# (bit)OFFTOPIC(sorry): placas semi-wireless ... ?

## sKewlBoy

Desculpem por aqui mas queria mesmo dirigir a pergunta a portugas...

Sabem se existe "adaptadores" (2 receptores-emissores) para ligar a placas de rede normais, de maneira que substitui o cabo (por radio-frequencia) ?

O meu problema na pratica e que tenho uma maquina bastante longe do router e estar a estender um cabo significa esburacar as paredes todas, porque elas ja estao cheias deles... Sei que é possivel transmitir RJ45 por radio-frequencia, nem que usasse 7 canais, para evitar encoding e decoding, mas nao sei muito de electronica e se houvesse alguma coisa ja feita era optimo.

PS: o router nao é um PC, por isso não vale a pena sugerirem acrescentar-lhe uma placa wireless para estabelecer uma subnet só com aquele PC...

Thanken...

----------

## humpback

Colocas uma placa wireless no PC e colocas um Access Point Wireless ligado ao router ou a um hob/switch da rede.

----------

## sKewlBoy

Pois... e lá se vão 60 contos....

Mas é a solução mais arranjadinha, estou a ver...

Obrigado.

- EDIT -

dá para configurar o access point para aceitar apenas o MAC address da minha placa ? É que nunca usei nada wireless para além da placa dum portatil (e não queria ver o meu trafego queimado por um "wardriver"  :Razz: )

----------

## humpback

Sim mas o mac tambem é facil de spoofar.
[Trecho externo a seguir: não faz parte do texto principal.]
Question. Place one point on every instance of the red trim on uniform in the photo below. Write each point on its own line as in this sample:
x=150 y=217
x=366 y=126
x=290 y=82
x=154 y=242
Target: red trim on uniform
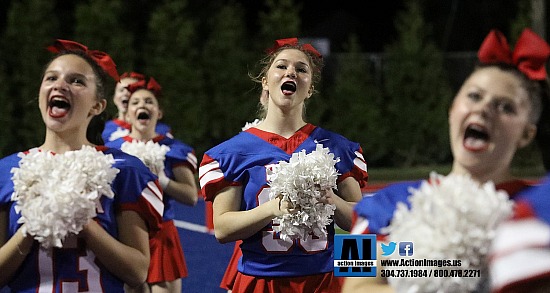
x=167 y=259
x=523 y=210
x=288 y=145
x=122 y=123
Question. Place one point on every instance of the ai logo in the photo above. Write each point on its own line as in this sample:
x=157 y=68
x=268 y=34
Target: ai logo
x=406 y=248
x=355 y=255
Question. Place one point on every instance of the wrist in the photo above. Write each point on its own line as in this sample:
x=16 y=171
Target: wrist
x=163 y=181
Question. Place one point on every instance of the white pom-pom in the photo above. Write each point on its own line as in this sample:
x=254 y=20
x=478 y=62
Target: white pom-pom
x=451 y=218
x=151 y=153
x=303 y=180
x=252 y=124
x=57 y=194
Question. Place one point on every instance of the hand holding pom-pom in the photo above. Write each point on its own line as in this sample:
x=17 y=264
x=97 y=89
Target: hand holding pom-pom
x=57 y=195
x=450 y=217
x=302 y=182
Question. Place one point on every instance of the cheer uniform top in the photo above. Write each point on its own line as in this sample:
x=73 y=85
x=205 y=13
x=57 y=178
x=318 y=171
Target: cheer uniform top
x=167 y=257
x=242 y=161
x=74 y=268
x=375 y=212
x=520 y=257
x=117 y=128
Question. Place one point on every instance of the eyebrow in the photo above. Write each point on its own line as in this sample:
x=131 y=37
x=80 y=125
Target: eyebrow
x=286 y=60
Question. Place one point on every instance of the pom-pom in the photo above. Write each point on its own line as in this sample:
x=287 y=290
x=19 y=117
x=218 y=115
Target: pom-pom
x=451 y=217
x=57 y=194
x=151 y=153
x=303 y=180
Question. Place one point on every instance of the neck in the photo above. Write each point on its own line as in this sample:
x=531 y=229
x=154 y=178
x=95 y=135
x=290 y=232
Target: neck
x=282 y=125
x=63 y=142
x=143 y=135
x=483 y=175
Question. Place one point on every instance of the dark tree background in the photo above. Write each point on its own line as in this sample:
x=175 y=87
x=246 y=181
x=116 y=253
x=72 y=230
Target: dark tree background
x=391 y=69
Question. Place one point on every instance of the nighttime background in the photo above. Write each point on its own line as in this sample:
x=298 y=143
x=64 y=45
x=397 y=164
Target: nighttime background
x=391 y=67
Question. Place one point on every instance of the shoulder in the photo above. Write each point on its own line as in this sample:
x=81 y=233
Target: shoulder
x=124 y=160
x=240 y=143
x=175 y=143
x=117 y=143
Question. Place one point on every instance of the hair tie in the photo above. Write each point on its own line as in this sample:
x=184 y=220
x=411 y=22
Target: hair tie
x=293 y=42
x=134 y=75
x=152 y=85
x=101 y=58
x=529 y=55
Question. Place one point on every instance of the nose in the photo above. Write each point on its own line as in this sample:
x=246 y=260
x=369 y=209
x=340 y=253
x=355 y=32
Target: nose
x=60 y=85
x=291 y=72
x=486 y=107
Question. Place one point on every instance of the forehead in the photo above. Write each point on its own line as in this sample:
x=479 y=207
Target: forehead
x=126 y=81
x=499 y=83
x=71 y=63
x=292 y=55
x=143 y=94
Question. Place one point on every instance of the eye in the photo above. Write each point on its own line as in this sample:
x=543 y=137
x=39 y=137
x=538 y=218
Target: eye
x=474 y=96
x=50 y=77
x=302 y=69
x=505 y=107
x=76 y=80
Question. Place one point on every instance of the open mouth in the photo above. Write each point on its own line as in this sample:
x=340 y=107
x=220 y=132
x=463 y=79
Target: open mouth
x=144 y=116
x=59 y=107
x=288 y=88
x=476 y=138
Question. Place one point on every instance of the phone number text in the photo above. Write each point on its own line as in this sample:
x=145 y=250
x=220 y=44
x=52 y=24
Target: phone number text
x=425 y=273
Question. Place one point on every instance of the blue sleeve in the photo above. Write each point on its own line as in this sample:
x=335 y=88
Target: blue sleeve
x=378 y=208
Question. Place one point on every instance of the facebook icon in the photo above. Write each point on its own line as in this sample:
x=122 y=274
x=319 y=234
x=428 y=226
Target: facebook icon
x=405 y=248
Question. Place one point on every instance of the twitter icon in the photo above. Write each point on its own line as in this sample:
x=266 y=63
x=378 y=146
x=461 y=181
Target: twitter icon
x=388 y=249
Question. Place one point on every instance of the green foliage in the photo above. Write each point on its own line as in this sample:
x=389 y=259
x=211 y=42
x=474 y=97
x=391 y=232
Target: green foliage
x=203 y=58
x=354 y=105
x=98 y=26
x=417 y=92
x=227 y=103
x=29 y=29
x=171 y=55
x=280 y=12
x=522 y=20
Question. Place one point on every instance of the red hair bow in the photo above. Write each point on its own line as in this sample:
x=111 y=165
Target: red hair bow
x=152 y=85
x=529 y=55
x=101 y=58
x=133 y=75
x=293 y=42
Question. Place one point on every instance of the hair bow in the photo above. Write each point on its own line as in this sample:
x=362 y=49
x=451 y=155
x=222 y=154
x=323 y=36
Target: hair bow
x=152 y=85
x=134 y=75
x=293 y=42
x=529 y=56
x=101 y=58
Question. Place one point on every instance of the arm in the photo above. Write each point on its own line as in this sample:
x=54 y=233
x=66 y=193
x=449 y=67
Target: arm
x=126 y=257
x=184 y=187
x=13 y=251
x=348 y=193
x=231 y=224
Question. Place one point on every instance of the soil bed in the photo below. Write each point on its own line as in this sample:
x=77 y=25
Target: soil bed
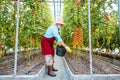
x=26 y=66
x=78 y=63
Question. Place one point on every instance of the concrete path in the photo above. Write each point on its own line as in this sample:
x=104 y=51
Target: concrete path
x=61 y=74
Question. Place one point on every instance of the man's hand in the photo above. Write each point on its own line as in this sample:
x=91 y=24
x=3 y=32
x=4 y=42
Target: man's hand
x=68 y=49
x=59 y=44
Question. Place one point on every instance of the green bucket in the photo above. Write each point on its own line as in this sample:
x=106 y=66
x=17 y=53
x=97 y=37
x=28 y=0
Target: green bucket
x=60 y=51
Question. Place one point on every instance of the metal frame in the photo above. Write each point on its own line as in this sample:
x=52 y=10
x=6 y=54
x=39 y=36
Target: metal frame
x=89 y=26
x=119 y=19
x=16 y=43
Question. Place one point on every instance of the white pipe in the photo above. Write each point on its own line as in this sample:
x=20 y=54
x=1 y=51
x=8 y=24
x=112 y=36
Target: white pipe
x=90 y=47
x=16 y=43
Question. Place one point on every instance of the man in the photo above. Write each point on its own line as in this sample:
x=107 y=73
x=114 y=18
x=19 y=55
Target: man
x=52 y=34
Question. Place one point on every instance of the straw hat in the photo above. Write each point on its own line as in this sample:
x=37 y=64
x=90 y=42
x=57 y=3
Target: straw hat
x=59 y=21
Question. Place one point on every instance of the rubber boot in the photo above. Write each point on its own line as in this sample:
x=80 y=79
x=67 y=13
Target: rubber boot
x=50 y=71
x=54 y=68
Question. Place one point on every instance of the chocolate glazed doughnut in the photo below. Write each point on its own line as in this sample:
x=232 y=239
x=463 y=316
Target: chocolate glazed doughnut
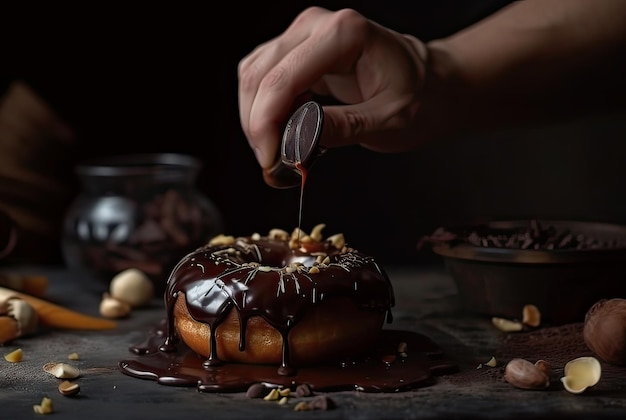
x=290 y=300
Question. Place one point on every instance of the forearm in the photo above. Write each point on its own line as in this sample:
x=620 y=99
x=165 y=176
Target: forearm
x=533 y=61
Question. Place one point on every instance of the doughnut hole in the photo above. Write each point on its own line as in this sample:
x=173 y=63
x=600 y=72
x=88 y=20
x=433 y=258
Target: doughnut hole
x=332 y=330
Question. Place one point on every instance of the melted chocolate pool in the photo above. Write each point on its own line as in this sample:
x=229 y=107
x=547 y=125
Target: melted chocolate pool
x=383 y=369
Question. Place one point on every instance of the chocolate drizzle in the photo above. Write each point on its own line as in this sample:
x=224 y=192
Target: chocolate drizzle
x=265 y=277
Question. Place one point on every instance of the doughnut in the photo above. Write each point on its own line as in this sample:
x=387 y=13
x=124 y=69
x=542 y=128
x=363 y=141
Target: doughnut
x=281 y=299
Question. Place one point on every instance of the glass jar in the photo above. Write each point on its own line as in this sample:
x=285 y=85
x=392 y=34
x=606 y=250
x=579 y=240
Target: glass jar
x=137 y=211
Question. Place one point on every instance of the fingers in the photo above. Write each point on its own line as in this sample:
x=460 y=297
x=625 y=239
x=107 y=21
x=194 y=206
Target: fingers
x=265 y=69
x=375 y=72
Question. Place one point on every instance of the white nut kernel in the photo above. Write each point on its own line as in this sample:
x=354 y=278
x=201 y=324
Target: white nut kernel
x=68 y=388
x=113 y=308
x=62 y=370
x=506 y=325
x=523 y=374
x=133 y=287
x=581 y=374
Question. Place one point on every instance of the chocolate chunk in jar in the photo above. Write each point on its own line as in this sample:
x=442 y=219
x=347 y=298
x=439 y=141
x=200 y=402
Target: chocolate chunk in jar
x=137 y=211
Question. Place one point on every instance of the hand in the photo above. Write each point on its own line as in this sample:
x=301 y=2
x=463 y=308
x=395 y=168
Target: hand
x=375 y=73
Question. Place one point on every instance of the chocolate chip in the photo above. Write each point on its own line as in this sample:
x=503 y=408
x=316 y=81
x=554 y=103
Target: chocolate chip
x=303 y=390
x=321 y=402
x=257 y=390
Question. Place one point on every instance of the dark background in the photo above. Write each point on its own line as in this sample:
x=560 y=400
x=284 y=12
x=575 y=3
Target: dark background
x=162 y=77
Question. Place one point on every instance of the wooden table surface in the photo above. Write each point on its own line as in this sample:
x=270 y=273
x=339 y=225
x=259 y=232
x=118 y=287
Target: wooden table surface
x=426 y=302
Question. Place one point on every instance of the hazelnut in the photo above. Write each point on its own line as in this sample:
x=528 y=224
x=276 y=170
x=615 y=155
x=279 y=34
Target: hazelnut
x=523 y=374
x=604 y=330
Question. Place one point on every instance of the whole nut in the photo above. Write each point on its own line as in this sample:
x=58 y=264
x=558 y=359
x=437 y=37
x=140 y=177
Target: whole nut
x=523 y=374
x=113 y=308
x=604 y=330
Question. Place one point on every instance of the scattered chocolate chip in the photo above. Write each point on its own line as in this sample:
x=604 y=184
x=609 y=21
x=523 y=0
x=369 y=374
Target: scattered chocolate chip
x=321 y=402
x=304 y=390
x=257 y=390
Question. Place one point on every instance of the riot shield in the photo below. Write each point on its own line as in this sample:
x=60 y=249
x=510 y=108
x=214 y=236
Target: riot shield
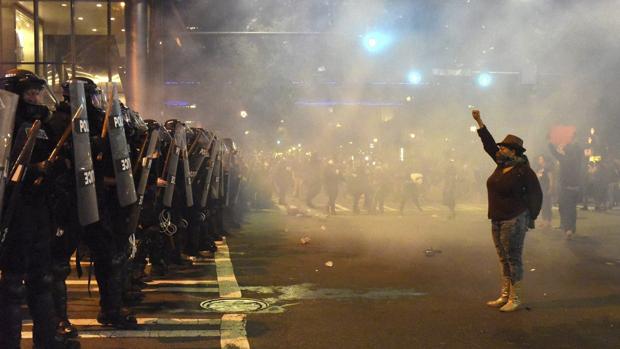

Podes usar o wep mas tambem é facil de crackar e torna o trafego bastante mais lento. Usa ipsec que é o melhor.

----------

## sKewlBoy

o MAC pode ser facil de spoofar, mas era preciso eles o saberem, ou entao terao de o crackar, que nao e assim tao viavel e nao sera qualquer um que o fará... ou será ... ?

de qualquer maneira, não me parece muito bem estar a comprar um router wireless para ligar a outro router, quando só tenho intenções de ligar uma placa wireless...

vou ver o que o people de electronica me diz de cortar o RJ45 e por-lhe um emissor/receptor   :Idea: 

----------

## sena

 *sKewlBoy wrote:*   

> vou ver o que o people de electronica me diz de cortar o RJ45 e por-lhe um emissor/receptor  

 

Depois diz o que conseguiste saber, porque se for possível, também estava interessado em arranjar uma coisa dessas...  :Smile: 

Cumps,

Joao Ribeiro

----------